# **Transformer (Attention Is All You Need) Overview**

This notebook provides a concise summary of the seminal paper "[Attention is All You Need (2017)](https://arxiv.org/abs/1706.03762)" by Vaswani et al., which introduced the Transformer architecture. The goal is to explain the core concepts and mathematical formulations (in English) without any images.

## **1. Introduction**
Traditional sequence-to-sequence models relied on recurrent or convolutional structures, which made it difficult to process sequences in parallel and capture long-range dependencies efficiently.
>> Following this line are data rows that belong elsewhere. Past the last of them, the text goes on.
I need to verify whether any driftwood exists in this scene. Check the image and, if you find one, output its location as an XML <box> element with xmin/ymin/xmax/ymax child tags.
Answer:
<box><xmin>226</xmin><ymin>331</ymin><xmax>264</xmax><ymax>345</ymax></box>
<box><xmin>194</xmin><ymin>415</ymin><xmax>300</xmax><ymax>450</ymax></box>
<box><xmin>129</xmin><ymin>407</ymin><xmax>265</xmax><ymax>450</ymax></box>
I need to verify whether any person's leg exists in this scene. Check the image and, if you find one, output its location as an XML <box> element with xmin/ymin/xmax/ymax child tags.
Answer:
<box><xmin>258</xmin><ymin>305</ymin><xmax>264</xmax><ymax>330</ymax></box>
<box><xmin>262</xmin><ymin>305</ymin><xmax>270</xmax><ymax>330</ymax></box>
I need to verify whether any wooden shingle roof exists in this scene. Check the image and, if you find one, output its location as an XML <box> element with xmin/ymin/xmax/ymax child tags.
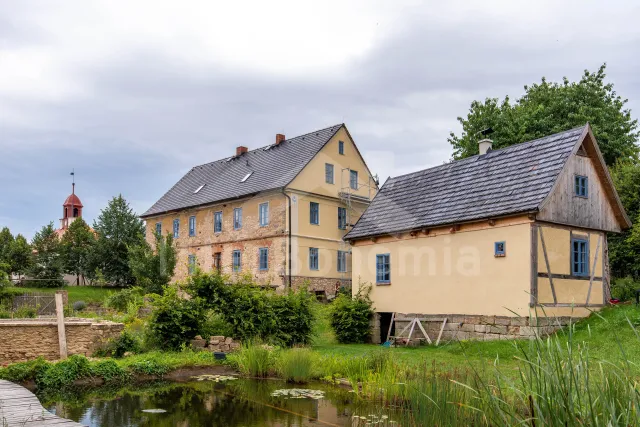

The Transformer architecture replaces these recurrent/convolutional components entirely with **attention mechanisms**, allowing for significantly improved parallelization and better performance on many NLP tasks.


## **2. Embedding**
Before feeding the input tokens to the Transformer, they are transformed into dense vector representations known as **embeddings**. An embedding maps each token (e.g., a word, subword, or character) to a fixed-dimensional continuous vector space.

- Let the input sequence be \( x = (x_1, x_2, ..., x_n) \).
- We convert each token \( x_i \) into an embedding vector \( e_i \) of dimension \( d_{model} \).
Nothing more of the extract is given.